Medicaid is the largest source of reproductive health coverage in the country, the Planned Parenthood website notes. But barriers to access still exist, both locally and federally.

“Not every physician is willing to sign off to deliver care through the Medicaid program; the reimbursement rates are not the best,” Yolen said. “[At Planned Parenthood], we’re happy to do it.”

On a federal level, Medicaid is at the center of the GOP-led initiative to “defund” Planned Parenthood. Since 75 percent of Planned Parenthood’s federal funds come from Medicaid reimbursements, to defund Planned Parenthood would be to deny access to low-income patients, Yolen said. As a result, half of PPSNE’s current patients would no longer be able to receive care at Planned Parenthood.

Alternatively, PPSNE will have to find private sources of funding, a path Yolen hopes the organization will not need to go down.

PPSNE has been working closely with state legislators and the governor’s office to respond to the legislative challenges ahead. Yolen highlighted Senate Bill 586, which aims to bolster access to health care for women and families and possibly compensate for some losses in federal funding.

Molly Greene GRD ’20, a Ph.D. candidate in American Studies and visual artist, expressed hope that voters will mobilize in support of Planned Parenthood.

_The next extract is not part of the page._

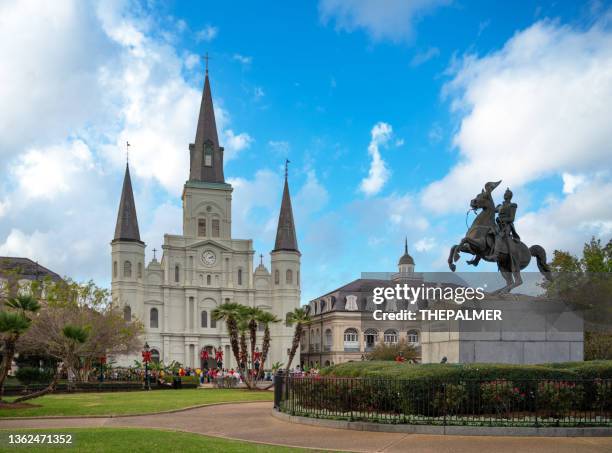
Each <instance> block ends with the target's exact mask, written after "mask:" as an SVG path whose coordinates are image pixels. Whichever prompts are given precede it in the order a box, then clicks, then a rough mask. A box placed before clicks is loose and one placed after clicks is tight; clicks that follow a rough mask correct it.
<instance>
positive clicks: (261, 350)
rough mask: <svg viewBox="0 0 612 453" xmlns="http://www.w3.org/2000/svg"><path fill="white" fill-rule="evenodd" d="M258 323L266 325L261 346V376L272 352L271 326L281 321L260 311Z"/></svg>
mask: <svg viewBox="0 0 612 453" xmlns="http://www.w3.org/2000/svg"><path fill="white" fill-rule="evenodd" d="M257 322H258V323H260V324H263V325H264V337H263V341H262V344H261V364H260V367H259V374H260V376H261V375H262V374H263V371H264V364H265V363H266V360H267V359H268V353H269V352H270V340H271V336H270V324H274V323H278V322H280V319H278V318H277V317H276V316H275V315H274V314H272V313H270V312H268V311H263V310H260V312H259V314H258V316H257Z"/></svg>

“I think it’s only been since the election that a broader public has been alerted to the potential precarity of the right to a legal abortion, and I think we’re seeing the beginnings of a new movement in defense of abortion rights,” she said.

Greene added that Planned Parenthood has demonstrated a capacity to overcome many barriers that people seeking healthcare often face at other medical institutions due to their class, race or sexuality.

Planned Parenthood of New Haven is located at 345 Whitney Ave.